“Minha voz não é só minha voz, é a voz de todas que sofrem caladas”. O trecho do poema “Por Marielle e todas nós”, declamado pela poetisa Isabel Guimarães, abriu a sessão regimental realizada na tarde desta sexta-feira (22), no Plenário Cosme de Farias, em homenagem ao Dia Internacional da Mulher – celebrado em 8 de março. A atividade foi idealizada pela Comissão de Defesa dos Direitos da Mulher, da Câmara de Salvador, presidida pela vereadora Ireuda Silva (PRB).
Com o tema “Feminicídio – O impacto causado à sociedade e os caminhos para eliminação”, o evento reuniu representantes do Poder Público, ativistas e vítimas de agressões. Após execução do Hino Nacional pela banda da Guarda Municipal, uma encenação realizada por integrantes do Grupo de Teatro da Polícia Militar ilustrou a importância do combate à violência doméstica através da denúncia.
Com auxílio de slides, a coordenadora de Saúde da Mulher do Ministério da Saúde, Mônica Neri, apresentou números alarmantes. Conforme a pasta federal, de 2011 a 2017, 1,5 milhão de casos foram notificados (através da central de atendimento – 180), posicionando o Brasil em 5º na estatística negativa de violência contra o gênero feminino.
Ao discursar na tribuna, Ireuda Silva alertou para a necessidade de atenção a mudanças de comportamento das mulheres próximas. “O que precisamos, independente de ser homem ou mulher, é ter esta sensibilidade. Fortalecer a rede é uma responsabilidade de todas nós, da adolescente que vai casar e ter filhos, da mãe, do homem que tem irmãs ou não tem irmãs, é preciso cuidar das mulheres”, ressaltou.
A mesa da sessão contou com as presenças das vereadoras que integram o colegiado: Cátia Rodrigues (PHS), Marcelle Moraes (sem partido), Marta Rodrigues (PT), Aladilce Souza (PCdoB) e Ana Rita Tavares (PMB).
Rede de proteção
Procuradora do Ministério Público da Bahia (MP-BA), a promotora Sara Gama apresentou dados de funcionamento referentes ao feminicídio, desde que o termo foi instituído por lei, em 2015. Na tribuna, ela lembrou de casos de grande repercussão, destacando o crescente número de vítimas. “Um estudo feito em São Paulo indica que a maioria dos casos acontece durante a semana, quando o agressor não está alcoolizado, para não alegar que não sabia o que estava fazendo”, frisou.
Representando a Secretaria Estadual de Políticas para as Mulheres, pasta responsável pela campanha “Respeite as Mina”, Cátia Santos destacou a necessidade de compartilhar informações para fortalecer a rede de proteção, principalmente nos municípios mais distantes. “Esse conhecimento empodera, potencializa a rede primária, aquela que socorre as vítimas”, afirmou.

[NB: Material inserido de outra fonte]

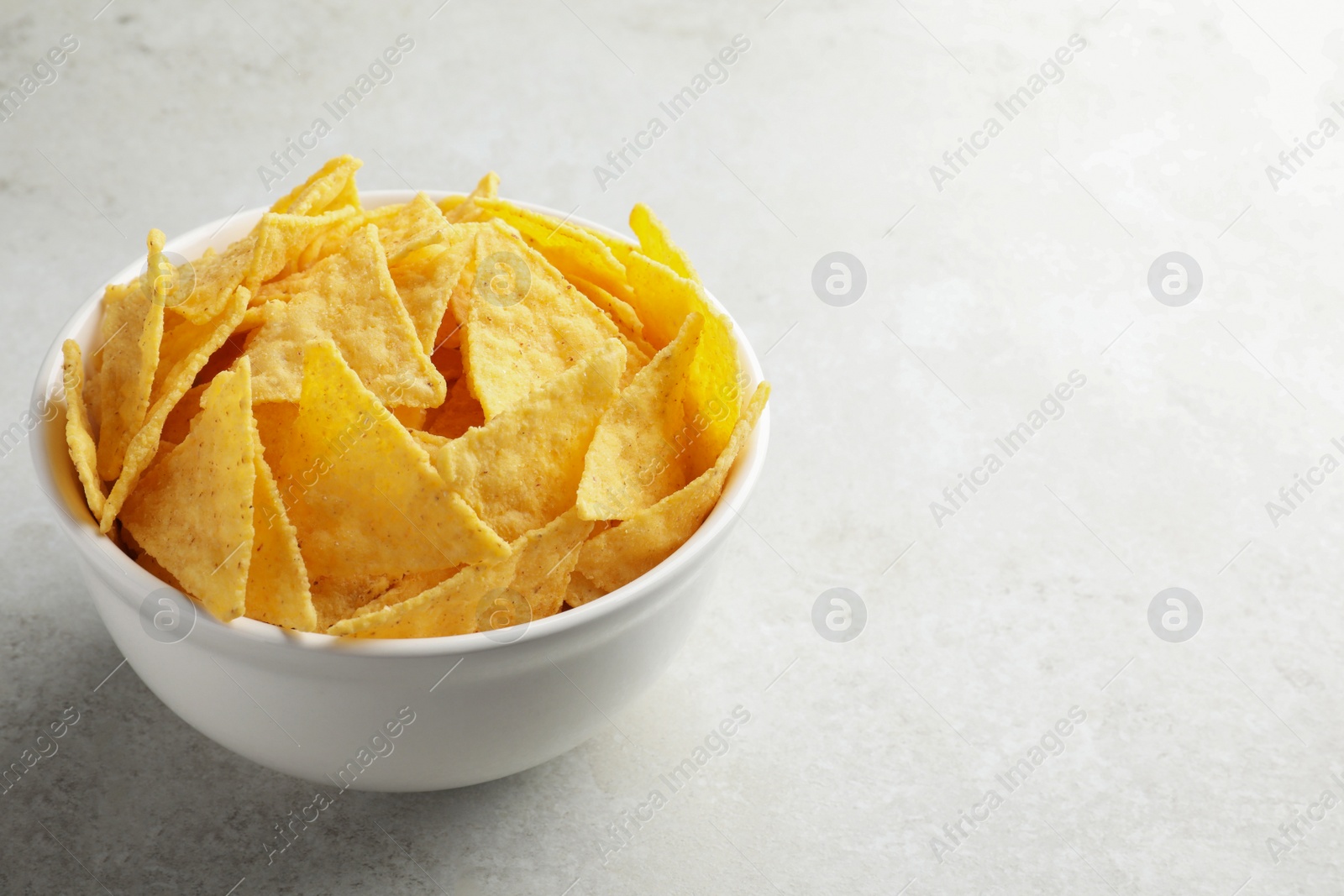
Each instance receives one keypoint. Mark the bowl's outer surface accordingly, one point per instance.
(318, 707)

Titular da Delegacia de Atendimento à Mulher (Deam/Periperi), a delegada Simone Moutinho informou que em 2019 já foram instaurados mais de 900 inquéritos. “Todo feminicídio um dia foi uma agressão de natureza leve”, alertou.
Superação
Três relatos marcaram o público, que lotou o plenário. Ana Mendes, Girlene Almeida e Eva Luana compartilham o mesmo trauma causado pela violência oriunda do machismo.
Após 15 anos de agressões, Ana disse ter encontrado no Centro de Atenção Loreta Valadares, na Cidade Baixa, um novo sentido para a vida. “Lá encontrei pessoas que me deram amor, carinho e me ajudaram a ser o que sou hoje. Quebrar o ciclo da violência não é fácil, mas estou aqui”, contou comovida.
Já Girlene, representando o grupo Papo de Mulher, trouxe outra triste realidade: casos de abusos sexuais em sanatórios.
Outra vítima da violência doméstica, a estudante Eva Luana falou de superação. “Na condição de menina, não tive tempo de amadurecer totalmente, alguns dizem até que amadureci cedo demais”, constatou. Após oito anos sendo abusada pelo padrasto, Eva aponta: “Fui resgatada porque gritei e superei meus traumas”.
Durante a sessão regimental, diversas mulheres foram homenageadas com placas de honra por conta de suas atuações na sociedade.
Ainda integraram a composição da mesa, a desembargadora Nágila Brito; a secretária municipal de Políticas para a Mulheres e vereadora licenciada Rogéria Santos; a coordenadora da Superintendência de Prevenção à Violência da Guarda Civil Municipal, Mônica Garcia; a vice-coordenadora do grupo Mulheres do Brasil, Virginia Paschoal; e a secretária-geral da Comissão do Direito da Mulher da OAB-BA, Fernanda Barbosa, que expressou: “Falar de feminicídio é mais que necessário, e esta Casa e a OAB não podem se calar”.